Wojewoda lubelski szuka osób do pracy w dziesięciu punktach informacyjnych dla uchodźców. Proponowane zarobki wynoszą do 5 tys. zł miesięcznie.
Ogłoszenie dotyczy dwóch punktów zlokalizowanych na dworcach PKS i PKP w Lublinie oraz ośmiu takich miejsc przy przejściach granicznych w Dorohusku, Zosinie, Dołhobyczowie i Hrebennem. Do obowiązków zatrudnionych na umowie zleceniu osób ma należeć m.in.: rozdawanie ulotek informacyjnych, informowanie docierających do Polski obywateli Ukrainy o przysługujących im prawach i uprawnieniach, kierowanie ich do punktów recepcyjnych, organizacja transportu czy współpraca z zapewniającym pomoc socjalną uchodźcom wolontariuszami i organizacjami pozarządowymi. Chodzi o to, by przejąć zadania dotychczas wykonywane przez pracowników Lubelskiego Urzędu Wojewódzkiego.
– Nie ukrywam, że nasze zasoby kadrowe są ograniczone. Osiem punktów informacyjnym przy przejściach obsługiwanych jest głównie przez pracowników naszej zamojskiej delegatury, którzy muszą też realizować na bieżąco swoje zadania.
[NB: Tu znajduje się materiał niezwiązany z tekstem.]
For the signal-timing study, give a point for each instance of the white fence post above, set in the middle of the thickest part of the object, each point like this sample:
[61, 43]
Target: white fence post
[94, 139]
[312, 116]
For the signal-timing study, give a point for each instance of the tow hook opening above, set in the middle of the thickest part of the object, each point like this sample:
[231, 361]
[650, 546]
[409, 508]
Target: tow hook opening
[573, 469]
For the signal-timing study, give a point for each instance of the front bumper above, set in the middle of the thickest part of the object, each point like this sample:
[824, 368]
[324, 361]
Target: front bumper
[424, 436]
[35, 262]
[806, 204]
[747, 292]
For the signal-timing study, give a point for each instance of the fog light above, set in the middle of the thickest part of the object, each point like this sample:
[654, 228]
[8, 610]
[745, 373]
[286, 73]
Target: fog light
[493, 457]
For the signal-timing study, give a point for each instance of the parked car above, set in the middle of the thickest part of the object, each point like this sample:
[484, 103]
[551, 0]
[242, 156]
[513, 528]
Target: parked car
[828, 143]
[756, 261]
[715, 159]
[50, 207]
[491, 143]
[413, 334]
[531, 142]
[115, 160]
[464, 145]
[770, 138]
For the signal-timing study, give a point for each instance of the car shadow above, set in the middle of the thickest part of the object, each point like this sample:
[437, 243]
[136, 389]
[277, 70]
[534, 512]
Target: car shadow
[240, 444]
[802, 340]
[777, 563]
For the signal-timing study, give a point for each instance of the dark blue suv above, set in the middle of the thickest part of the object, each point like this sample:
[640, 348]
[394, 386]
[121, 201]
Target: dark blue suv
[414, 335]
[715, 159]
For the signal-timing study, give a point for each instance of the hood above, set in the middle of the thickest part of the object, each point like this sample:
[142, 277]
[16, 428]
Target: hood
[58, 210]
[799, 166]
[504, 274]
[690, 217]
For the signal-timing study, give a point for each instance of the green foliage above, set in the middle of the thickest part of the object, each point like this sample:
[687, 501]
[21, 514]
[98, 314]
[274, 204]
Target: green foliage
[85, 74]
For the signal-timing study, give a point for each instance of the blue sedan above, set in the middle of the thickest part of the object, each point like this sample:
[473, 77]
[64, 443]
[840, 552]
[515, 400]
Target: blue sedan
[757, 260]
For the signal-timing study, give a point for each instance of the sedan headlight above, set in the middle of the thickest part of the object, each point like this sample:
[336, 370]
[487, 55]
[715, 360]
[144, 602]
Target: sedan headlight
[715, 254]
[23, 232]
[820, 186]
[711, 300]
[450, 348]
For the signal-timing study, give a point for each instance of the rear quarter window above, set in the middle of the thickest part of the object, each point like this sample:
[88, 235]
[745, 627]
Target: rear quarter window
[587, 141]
Dlatego chcemy ich odciążyć, a jednocześnie zaproponować pracę osobom mieszkającym blisko tych miejsc. Część samorządowców sygnalizowała nam zresztą takie rozwiązanie – mówi wojewoda Lech Sprawka.
Wśród wymagań stawianych przed kandydatami są m.in.: dyspozycyjność, komunikatywność, niekaralność i posiadanie pełni praw publicznych. Dodatkowym atutem będzie znajomość w stopniu co najmniej komunikatywnym języka ukraińskiego, rosyjskiego lub angielskiego. Praca ma odbywać się w trybie 12-godzinnych dyżurów.
Szczegóły ogłoszenia można znaleźć w internetowym Biuletynie Informacji Publicznej LUW w zakładce „praca w urzędzie”.